— To karygodne, ale to się niestety dzieje też dzisiaj — oświadczył były szef Służby Kontrwywiadu Wojskowego gen. Maciej Materka na posiedzeniu komisji śledczej do spraw Pegasusa, pytany o wyciek danych z telefonu szefa sztabu KO Krzysztofa Brejzy w 2019 r. — To nie są informacje dla szefów służb, żeby sprawdzać doniesienia medialne — dodał
W poniedziałek sejmowa komisja śledcza do spraw Pegasusa przesłuchała generała Macieja Materkę, byłego szefa Służby Kontrwywiadu Wojskowego. Podczas swobodnej wypowiedzi przypomniał on o próbach zagranicznych ingerencji w polskie wybory, o których informowały służby. Wskazał też przykład spalenia hali przy ul. Marywilskiej w Warszawie, do którego miało dojść z inspiracji rosyjskich służb.

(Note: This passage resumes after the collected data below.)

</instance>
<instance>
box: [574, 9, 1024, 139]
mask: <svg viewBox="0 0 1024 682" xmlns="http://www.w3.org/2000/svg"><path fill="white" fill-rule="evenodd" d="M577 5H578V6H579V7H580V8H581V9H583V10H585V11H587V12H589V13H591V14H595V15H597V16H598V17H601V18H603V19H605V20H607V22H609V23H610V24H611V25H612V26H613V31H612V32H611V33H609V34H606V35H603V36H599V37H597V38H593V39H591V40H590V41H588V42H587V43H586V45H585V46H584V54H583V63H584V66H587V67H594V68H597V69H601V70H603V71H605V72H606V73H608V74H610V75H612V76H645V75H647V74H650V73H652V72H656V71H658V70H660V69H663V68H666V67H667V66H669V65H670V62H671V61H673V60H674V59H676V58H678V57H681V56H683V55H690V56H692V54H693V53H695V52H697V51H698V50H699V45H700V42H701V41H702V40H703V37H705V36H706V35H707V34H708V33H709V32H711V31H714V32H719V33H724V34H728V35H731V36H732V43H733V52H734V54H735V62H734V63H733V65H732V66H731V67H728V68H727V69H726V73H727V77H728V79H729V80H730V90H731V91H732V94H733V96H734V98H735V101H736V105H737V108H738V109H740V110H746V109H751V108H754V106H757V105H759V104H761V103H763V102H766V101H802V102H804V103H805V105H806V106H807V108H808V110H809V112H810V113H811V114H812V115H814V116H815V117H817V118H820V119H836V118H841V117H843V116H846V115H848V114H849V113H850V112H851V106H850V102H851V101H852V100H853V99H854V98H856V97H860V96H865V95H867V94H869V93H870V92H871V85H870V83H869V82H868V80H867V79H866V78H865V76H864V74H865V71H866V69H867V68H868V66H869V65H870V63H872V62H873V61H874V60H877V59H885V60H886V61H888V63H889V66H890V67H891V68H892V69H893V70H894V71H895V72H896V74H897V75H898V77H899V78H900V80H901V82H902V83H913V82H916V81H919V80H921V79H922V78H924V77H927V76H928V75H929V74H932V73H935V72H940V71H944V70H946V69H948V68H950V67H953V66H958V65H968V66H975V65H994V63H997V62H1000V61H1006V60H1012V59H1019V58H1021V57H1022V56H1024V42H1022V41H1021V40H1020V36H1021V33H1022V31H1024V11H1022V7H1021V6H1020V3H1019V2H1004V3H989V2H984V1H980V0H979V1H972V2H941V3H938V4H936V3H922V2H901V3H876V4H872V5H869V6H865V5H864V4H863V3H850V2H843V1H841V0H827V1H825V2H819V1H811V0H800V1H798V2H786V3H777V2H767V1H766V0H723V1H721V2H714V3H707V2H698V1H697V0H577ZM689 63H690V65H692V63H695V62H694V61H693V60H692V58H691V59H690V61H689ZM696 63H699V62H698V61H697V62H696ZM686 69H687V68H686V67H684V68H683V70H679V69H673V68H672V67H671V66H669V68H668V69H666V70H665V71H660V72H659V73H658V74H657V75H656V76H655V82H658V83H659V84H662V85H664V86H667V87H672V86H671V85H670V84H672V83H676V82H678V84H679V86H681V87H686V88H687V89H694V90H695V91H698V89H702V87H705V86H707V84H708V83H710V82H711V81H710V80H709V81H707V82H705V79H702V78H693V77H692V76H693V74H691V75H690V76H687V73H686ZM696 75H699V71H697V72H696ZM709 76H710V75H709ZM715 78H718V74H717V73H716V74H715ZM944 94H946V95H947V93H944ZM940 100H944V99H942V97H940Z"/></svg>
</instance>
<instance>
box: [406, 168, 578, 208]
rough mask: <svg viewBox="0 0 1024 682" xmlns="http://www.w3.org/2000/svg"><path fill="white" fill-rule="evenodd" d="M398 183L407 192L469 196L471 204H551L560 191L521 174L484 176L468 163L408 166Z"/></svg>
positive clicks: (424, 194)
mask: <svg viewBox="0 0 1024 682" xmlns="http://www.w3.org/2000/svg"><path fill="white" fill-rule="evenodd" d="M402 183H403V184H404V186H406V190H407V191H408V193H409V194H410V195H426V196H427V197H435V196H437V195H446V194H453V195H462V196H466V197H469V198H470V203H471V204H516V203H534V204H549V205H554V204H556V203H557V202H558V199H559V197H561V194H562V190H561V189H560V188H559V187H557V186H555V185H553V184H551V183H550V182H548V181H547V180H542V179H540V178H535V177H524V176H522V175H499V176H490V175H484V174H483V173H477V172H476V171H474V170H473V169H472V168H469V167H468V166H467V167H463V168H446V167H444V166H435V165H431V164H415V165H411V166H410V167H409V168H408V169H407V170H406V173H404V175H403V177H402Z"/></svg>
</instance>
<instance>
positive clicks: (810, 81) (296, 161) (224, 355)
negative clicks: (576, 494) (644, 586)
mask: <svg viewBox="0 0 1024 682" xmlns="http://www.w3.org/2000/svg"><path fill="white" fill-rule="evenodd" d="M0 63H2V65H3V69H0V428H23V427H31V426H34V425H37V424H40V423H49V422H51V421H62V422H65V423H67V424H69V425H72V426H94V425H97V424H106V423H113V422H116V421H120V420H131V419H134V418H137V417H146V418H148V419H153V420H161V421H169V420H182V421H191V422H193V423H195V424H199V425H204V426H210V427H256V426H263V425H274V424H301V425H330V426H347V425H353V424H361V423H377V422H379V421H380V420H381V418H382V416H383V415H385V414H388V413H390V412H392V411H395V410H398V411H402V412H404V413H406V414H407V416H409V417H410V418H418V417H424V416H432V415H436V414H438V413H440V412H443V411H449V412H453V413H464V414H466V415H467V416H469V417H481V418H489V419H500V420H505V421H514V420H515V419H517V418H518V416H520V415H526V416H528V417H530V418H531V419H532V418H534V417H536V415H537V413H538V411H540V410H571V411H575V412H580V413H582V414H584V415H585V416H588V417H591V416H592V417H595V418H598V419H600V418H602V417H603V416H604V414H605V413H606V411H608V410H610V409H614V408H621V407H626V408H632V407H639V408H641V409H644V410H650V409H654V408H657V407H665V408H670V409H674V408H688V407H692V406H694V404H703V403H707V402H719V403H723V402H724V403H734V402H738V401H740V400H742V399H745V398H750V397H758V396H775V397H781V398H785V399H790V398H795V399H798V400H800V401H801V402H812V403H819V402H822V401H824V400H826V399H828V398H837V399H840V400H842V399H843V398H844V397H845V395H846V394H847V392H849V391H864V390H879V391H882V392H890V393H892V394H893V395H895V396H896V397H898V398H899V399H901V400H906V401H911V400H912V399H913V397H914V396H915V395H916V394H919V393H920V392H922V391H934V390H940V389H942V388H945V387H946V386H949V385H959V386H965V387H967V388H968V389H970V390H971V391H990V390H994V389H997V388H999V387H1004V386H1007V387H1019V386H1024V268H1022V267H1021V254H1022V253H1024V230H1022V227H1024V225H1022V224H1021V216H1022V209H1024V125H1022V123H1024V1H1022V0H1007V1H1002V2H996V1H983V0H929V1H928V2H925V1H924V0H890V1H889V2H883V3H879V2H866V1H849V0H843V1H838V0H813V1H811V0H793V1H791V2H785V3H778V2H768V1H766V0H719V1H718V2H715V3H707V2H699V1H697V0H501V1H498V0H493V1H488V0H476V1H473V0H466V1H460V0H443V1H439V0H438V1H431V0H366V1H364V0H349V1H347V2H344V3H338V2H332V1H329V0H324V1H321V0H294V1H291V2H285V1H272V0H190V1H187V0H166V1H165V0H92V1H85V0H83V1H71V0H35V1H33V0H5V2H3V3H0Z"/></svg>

— Dzisiaj musimy powiedzieć, że Polsce, w tym momencie, w tym miejscu, jest potrzebnych dziesięć enigmatycznych Pegasusów i najnowocześniejsze systemy, jakie są, żeby wychwytywać i zapobiegać popełnianiu przestępstw. (...) My musimy mieć jak najnowocześniejsze systemy — podkreślił.